A Defense of Doug Pederson
By: Jack Merlino
The 2016 NFL season is nearing the start of its postseason, and that means that eighteen teams are a mere half-week away from the finish line. That means lots of those non-playoff teams (and probably one or two playoff teams) will shortly evaluate their respective coaching situations.
Some of those teams have good reason to do so when you consider how the team did, how long the coach has been there, and how the team has progressed under his guidance.
One team that has nothing to think about for the foreseeable future is the Philadelphia Eagles, whose head coach, Doug Pederson, is finishing up his first year at the helm.
There are lots of people (both Twitter nincompoops and professional writers) who disagree with that, at least to a point, and it makes. No. Sense. There are three key reasons for this, so prepare yourselves…
1. Pederson is a rookie head coach. How many head coaches with no prior head-coaching experience have set the world on fire and made a deep playoff run? I bet you could count that number on your fingers. Not to mention, Pederson hasn’t had a ‘bad’ year, by rookie head coach standards- especially not by Eagles head coaching standards. Andy Reid, the undisputed best coach in franchise history, won five games his first year, 1999. Pederson has won six, with a chance for his seventh this coming Sunday against a Cowboys team that won’t be playing any of its starters (assuming Dallas possesses an iota of sense, which isn’t a given).
Should he be compared to Chip Kelly, who won ten games in his first year, then? Ok, but show me someone who thinks Chip Kelly is a good coach. The fact that Pederson isn’t having racial allegations made against him should tell you that Pederson is at least on par with the former Oregon Ducks mastermind (it’s worth noting that come February, both coaches will have the same number of lifetime playoff victories- zero).
He’s shown ‘guts’. He’s been aggressive. He’s made mistakes, like every single rookie (and otherwise) coach. What will be cause for his firing is if he doesn’t learn from those mistakes.
2. He has very little to work with. Who’s the best player on offense who isn’t Carson Wentz? Probably Lane Johnson, who just came back from a 10-game suspension following his second positive-illegal-substance test. How about a skill player…Jordan Matthews, the wideout who has yet to eclipse 1,000 yards through three (soon to be four) seasons? Or perhaps Zach Ertz, who will undoubtedly be considered a “hot breakout candidate” for the fourth straight year come next season?
And that dearth of talent is just on the offense.
Shall we dissect the defense, which following the team’s 4-2 start gave up at least 26 points in seven of the next eight games? If the Patriots and their dynamic offense gave up 26 points per game, they would have six losses through today.
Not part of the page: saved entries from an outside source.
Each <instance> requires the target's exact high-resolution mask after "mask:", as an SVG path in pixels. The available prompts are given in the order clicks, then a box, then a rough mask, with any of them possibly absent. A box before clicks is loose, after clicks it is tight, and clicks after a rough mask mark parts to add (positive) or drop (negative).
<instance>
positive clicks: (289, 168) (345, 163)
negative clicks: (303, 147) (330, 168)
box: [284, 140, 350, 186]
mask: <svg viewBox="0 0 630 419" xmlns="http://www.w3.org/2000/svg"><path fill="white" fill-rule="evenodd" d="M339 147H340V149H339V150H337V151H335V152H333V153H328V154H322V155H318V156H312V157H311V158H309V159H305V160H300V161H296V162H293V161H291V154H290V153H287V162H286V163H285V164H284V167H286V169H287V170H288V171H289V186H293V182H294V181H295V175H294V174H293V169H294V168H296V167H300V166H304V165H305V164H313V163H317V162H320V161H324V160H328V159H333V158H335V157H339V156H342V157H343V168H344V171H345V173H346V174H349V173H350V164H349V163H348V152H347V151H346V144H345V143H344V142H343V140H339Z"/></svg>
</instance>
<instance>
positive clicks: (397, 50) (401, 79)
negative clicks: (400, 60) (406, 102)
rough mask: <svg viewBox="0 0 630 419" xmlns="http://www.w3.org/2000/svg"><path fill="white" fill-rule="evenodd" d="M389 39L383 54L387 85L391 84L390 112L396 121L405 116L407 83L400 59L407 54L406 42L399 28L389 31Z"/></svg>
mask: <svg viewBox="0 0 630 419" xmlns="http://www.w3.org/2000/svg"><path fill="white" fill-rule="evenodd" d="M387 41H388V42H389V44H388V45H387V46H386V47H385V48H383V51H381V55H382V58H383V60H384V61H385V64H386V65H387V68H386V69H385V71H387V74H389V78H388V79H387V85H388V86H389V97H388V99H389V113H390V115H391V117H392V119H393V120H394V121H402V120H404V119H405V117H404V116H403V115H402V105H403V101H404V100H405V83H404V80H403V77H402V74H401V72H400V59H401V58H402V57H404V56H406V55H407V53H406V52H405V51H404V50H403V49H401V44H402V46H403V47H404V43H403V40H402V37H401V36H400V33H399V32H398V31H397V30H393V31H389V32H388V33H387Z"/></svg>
You have a D-Line flooded with contract extensions that hasn’t produced an ounce of QB pressure (and forget the sack totals you should expect from players of their respective salaries). You have a secondary that has been bad for what feels like an eternity. Let me put it this way; it was awful in 2012, Andy Reid’s final year. It was awful for the entirety of Chip Kelly’s tenure with the team. It was awful in Pederson’s first year. Try and imagine an incoming president faced with a problem that has ravaged the country for the past two presidencies. You wouldn’t kill them if it wasn’t fixed after year one, either.
3. Consistency is what the good teams have in common. How are players expected to perform well when they’re being asked to memorize new playbooks and coaching schemes every one to three years? It’s simply unfair and idiotic to ask of someone. You have a rookie QB who has shown exceptional poise and promise, and the last controllable obstacle you should advocate putting on him is asking him to continue his development across multiple head coaches.
Pederson is working with a team that is comprised almost entirely of his predecessor’s roster decisions (most of which, we’ll all agree, were abominable). How about he has a chance to choose players in multiple drafts who fit his scheme and culture before we think to ourselves that we can make a fair coaching evaluation?
Finally, the teams that routinely go through the coach-hiring process are the ones that stink year-to-year. When’s the last time Green Bay hired a new head coach? When’s the last time Pittsburgh fired a coach? New England? Baltimore? Seattle? You know, the perennial playoff teams.
The teams that hire new head coaches on a regular basis are…Cleveland, St. Louis, NY Jets, Jacksonville, San Francisco, Tennessee…should I keep going? Cleveland hasn’t played in a playoff game since the 2002 season. St. Louis only recently canned Jeff Fisher, who is tied for the most losses in league history. The Jets are…the Jets. Forgive me if I don’t want to emulate those teams, and forgive me if I want the Eagles to exhibit some patience.